The definition of CSI and the rules regarding its disclosure vary between each federal and state regulatory agency. But generally, CSI includes any information that is prepared by, on behalf of, or for the use of, a federal or state regulator, including information in any way related to any examination, inspection or visitation of a bank, its holding company or its subsidiaries or affiliates. CSI generally includes documents prepared by the regulator or by the examined entity relating to the regulator’s supervision of that entity. Some examples of CSI include exam and inspection reports, supervisory ratings, non public enforcement actions and commitment letters, such as a memorandum of understanding or board resolutions adopted to address supervisory concerns, as well as any related communications with a regulator and progress reports required by an enforcement action.

What Is Not Confidential Supervisory Information?
Certain regulatory actions must be disclosed under applicable law. These include cease and desist orders (or related consent orders), prompt corrective action directives, termination of FDIC insurance, removal or suspension of an institution affiliated party, civil money penalties and any written agreement for which a violation may be enforced by the federal regulator, unless that regulator determines that publication would be contrary to the public interest. Each federal regulatory authority maintains a website at which this information and the relevant documents may be obtained.

Who Can Give Approval to Disclose CSI?
The regulators take the position that all CSI, whether prepared by the regulator or the bank, is the property of the regulator, not the bank. As such, CSI may only be disclosed with the prior written approval of the regulator, and each of the federal regulators have adopted regulations setting forth procedures for how to request disclosure of CSI.

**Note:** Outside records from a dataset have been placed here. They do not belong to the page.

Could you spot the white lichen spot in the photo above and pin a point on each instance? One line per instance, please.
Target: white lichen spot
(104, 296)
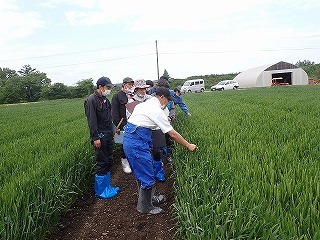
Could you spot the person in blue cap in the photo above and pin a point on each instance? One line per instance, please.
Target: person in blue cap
(98, 113)
(137, 145)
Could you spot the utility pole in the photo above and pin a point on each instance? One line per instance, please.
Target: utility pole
(157, 58)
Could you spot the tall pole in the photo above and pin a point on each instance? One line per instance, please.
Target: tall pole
(157, 58)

What About Sharing CSI in Mergers or Acquisitions?
While there are some exceptions to the general rule that a bank can’t disclose CSI, including permitting disclosures to directors, officers, employees, auditors and, in some instances, legal counsel, almost all regulators take the position that a bank can’t share CSI with acquirers or targets in merger or acquisition transactions without prior approval. Further, some regulators, including the Federal Reserve, take the position that disclosure requests in these contexts are denied absent unusual circumstances.

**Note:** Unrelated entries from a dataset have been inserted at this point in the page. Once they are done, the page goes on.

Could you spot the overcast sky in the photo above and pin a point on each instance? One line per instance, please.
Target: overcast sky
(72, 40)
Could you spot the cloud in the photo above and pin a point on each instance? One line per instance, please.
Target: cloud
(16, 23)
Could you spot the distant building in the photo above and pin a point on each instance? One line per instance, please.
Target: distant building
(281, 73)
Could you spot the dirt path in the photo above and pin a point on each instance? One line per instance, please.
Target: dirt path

This is a very different stance from other highly sensitive information, such as a consumer’s nonpublic personal information, which may be disclosed in connection with a proposed merger or acquisition.

What Are the Risks of Failing to Comply?
Failure to comply with regulator requirements regarding CSI can be a violation of law and could subject a person or entity to supervisory action, including the imposition of civil money penalties. In some instances, disclosure of CSI could also expose a person to criminal penalties.

So How Do the Parties Work Around This?
While CSI itself can’t be shared, other reports likely address criticisms arising in an examination. Under generally accepted accounting principles, the bank’s audit will likely describe any informal administrative action to which the bank is subject, and if the bank is a public company, its securities filings will likely describe administrative proceedings and any progress in complying with them. But if a bank is acquiring a bank in troubled condition, there is likely no substitute for seeing the administrative action to which the bank is subject. In that instance, the parties should build into their timetable the request for obtaining that information from the relevant regulator.

bmarek

Brian Marek is a partner at Hunton & Williams LLP.  His practice focuses on corporate and regulatory representation of community banks, their owners and holding companies.